Next, I have an Italian movie. It's subtitled, and it's really an awesome movie. It's 1948's Ladri di Biciclette (The Bicycle Thieves). It has 8.4 stars and is ranked #83 on IMDb's Top 250 List.

It's about an unemployed man, Antonio Ricci (Lamberto Maggiorani) who manages to get a job hanging posters, if he has a bicycle. He sold his bike to a pawn shop in order to get money for food, so he and his wife sell their bedsheets in order to get his bike out of hock so he can have this job. On the first day of work, his bike gets stolen. Reporting his stolen bike to the cops do nothing. The next day, he and his son, Bruno (Enzo Staiola) wander around Rome, looking for his stolen bike. The leads they get quickly fall apart. He thinks he found the guy that stolen his bike, but the neighborhood the young man lives in comes to the man's defense. At one point, Antonio is so desperate that he also steals a bike, but is quickly caught.

At the end of the movie, Antonio still hasn't found his bike.
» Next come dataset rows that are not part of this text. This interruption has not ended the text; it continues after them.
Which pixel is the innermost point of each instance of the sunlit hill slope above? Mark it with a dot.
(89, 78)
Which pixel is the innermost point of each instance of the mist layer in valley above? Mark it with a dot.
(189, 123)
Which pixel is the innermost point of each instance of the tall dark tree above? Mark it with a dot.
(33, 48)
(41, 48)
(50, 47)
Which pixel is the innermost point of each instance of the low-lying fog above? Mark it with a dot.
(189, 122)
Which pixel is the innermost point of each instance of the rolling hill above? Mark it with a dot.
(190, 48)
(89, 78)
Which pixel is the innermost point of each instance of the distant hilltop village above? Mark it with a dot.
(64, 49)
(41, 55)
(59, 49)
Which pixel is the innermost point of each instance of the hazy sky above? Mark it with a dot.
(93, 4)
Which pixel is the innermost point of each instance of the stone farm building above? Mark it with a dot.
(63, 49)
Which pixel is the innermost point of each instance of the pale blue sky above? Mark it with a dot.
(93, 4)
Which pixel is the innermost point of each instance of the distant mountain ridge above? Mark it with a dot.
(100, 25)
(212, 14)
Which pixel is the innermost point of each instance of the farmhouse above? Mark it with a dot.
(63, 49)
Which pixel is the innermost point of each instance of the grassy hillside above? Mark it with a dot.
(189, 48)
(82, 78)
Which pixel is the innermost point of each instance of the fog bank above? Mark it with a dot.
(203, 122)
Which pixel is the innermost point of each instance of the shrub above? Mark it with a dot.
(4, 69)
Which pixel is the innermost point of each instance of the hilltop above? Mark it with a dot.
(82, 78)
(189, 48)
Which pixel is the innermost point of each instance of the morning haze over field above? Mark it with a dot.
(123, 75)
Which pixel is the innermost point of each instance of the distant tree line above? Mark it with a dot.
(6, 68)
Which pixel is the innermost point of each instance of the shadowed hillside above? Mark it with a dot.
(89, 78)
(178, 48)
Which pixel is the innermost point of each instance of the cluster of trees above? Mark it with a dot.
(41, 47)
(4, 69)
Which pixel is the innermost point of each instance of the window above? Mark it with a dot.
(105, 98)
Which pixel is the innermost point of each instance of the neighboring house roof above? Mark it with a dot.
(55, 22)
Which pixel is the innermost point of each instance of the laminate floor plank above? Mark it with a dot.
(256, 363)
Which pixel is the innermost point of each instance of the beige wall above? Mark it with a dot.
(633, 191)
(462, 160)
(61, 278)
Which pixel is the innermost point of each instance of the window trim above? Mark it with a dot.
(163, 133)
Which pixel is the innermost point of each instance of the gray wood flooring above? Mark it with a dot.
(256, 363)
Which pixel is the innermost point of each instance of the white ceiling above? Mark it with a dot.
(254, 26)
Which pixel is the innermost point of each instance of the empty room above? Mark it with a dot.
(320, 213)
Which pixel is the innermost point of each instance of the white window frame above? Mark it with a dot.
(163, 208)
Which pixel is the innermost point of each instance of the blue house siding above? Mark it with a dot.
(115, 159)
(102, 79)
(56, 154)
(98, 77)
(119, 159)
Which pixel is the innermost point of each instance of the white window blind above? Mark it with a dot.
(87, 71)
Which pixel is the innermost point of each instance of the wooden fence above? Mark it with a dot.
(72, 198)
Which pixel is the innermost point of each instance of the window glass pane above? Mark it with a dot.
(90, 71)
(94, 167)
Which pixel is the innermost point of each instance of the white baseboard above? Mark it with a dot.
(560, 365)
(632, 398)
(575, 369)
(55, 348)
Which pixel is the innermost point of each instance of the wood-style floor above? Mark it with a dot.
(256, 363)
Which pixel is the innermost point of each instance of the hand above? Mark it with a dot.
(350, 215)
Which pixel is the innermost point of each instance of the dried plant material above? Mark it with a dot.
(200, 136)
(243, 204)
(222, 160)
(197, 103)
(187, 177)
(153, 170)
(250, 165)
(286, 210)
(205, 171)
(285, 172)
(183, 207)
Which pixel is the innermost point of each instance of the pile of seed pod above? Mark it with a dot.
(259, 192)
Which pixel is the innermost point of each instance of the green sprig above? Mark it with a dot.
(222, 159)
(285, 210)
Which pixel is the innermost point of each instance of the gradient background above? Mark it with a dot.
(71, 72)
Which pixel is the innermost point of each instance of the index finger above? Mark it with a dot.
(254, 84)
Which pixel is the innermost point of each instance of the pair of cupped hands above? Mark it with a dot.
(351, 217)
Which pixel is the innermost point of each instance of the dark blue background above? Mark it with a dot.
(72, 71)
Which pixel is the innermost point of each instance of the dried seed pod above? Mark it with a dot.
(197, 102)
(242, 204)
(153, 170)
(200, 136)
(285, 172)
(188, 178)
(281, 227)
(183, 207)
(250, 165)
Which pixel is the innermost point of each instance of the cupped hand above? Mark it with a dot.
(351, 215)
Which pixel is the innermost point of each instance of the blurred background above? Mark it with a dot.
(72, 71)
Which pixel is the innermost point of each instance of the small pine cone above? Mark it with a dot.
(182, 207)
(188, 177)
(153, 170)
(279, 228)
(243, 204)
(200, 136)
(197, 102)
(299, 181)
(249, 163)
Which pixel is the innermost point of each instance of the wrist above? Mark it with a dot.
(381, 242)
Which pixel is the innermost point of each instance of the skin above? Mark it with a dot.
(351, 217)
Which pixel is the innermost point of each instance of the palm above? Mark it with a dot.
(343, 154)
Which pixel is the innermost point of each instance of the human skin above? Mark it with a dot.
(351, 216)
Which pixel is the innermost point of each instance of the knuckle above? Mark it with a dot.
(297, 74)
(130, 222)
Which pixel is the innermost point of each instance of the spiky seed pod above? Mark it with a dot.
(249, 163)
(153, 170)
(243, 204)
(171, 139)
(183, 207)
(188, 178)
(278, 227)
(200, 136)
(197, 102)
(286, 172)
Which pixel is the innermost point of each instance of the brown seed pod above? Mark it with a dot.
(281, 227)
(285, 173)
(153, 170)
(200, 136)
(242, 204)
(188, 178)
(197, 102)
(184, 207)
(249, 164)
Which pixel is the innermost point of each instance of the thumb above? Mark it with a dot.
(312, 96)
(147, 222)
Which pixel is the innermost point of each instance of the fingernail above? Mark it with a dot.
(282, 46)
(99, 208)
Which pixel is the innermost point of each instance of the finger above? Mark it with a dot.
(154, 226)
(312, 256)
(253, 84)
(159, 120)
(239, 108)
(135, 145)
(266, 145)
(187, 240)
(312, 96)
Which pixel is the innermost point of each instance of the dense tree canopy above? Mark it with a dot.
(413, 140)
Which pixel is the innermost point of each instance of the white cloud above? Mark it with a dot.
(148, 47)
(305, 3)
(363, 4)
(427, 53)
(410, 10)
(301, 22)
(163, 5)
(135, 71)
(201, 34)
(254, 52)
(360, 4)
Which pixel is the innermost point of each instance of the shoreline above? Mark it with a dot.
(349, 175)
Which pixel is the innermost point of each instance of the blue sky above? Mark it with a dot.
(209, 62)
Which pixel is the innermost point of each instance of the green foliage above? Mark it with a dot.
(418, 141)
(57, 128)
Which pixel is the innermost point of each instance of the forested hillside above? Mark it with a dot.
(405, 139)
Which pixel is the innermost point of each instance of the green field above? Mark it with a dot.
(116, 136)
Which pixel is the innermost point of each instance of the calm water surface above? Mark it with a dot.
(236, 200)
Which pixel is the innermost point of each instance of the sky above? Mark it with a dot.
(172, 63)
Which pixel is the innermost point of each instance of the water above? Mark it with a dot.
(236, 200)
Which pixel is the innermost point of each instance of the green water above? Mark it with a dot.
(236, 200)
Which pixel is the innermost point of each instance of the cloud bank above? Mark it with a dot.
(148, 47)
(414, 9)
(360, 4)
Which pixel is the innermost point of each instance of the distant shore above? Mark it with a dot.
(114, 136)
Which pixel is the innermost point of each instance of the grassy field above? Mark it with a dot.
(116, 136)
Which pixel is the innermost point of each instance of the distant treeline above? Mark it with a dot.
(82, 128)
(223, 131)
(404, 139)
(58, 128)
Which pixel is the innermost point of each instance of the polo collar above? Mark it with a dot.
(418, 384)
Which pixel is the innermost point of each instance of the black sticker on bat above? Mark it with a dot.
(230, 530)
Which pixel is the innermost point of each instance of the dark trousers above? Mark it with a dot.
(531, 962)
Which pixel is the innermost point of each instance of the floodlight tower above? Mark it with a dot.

This really is an incredible movie. And it feels real because it is real. It's depicting life in post-World War II Italy where poverty and unemployment was rampant. People would do anything to survive. None of the actors in this movie were professional actors. Lamberto Maggiorani was a factory worker that director Vittorio De Sica liked the look of. Enzo Staiola was 7 years old and plucked off the streets to play Bruno because De Sica liked his walk, and he's also incredible in this movie. Both actors made a few more Italian movies, but they remained pretty much amateurs.

And I think the amateur-ness works with this film. You're watching a real man and a real child deal with this horrendous crime. It may not seem like much to us, but the character is absolutely dependent on that bike to support his family. Since this man isn't a professional actor, there really is no willing suspension of disbelief. It's raw, stunning. You absolutely feel his sorrow, because this isn't a professional actor projecting these feelings. It's that of a real person.

Robert Osborne, the host of TCM Essentials, where I recorded this movie from, said that when he first saw this movie, he was dreading the ending. He knew he would have hated the ending if it had a Hollywood happy ending—Antonio found his bike, and all is well. And he was dreading the unhappy ending—Antonio doesn't find his bike. Obviously, at the end, Antonio hasn't found his bike. But, I agree with Osborne: this really is a perfect ending to the movie. It reflects life. Life in Italy at this time was tough, due to WWII. If it was actually real life, with a cameraman following a real guy, we wouldn't necessarily expect the guy to find his bike, although we would like it. Since this is almost a documentary shot with a very movie feel, the fact that he doesn't find his bike is kind of the perfect conclusion.

Life will go on somehow. Bike or no bike. We don't know how it will go on, and neither do the filmmakers. But it has to.

This film is part of the Italian neorealist movement. The movement was sprung up in the post-WWII era as retaliation against the idea that people need to use their imaginations in order to be happy in life—that real life is dull and boring. This movie is anything but dull and boring. It's actually kind of beautiful, how it's shot, and I can't praise the acting enough. The movement, like this film, attempts to bridge the beauty of imaginations with the beauty of real, everyday life and doing what people do—surviving in spite of the odds stacked against them.

In the end, I'd love to think Antonio found his bike. We just don't see it.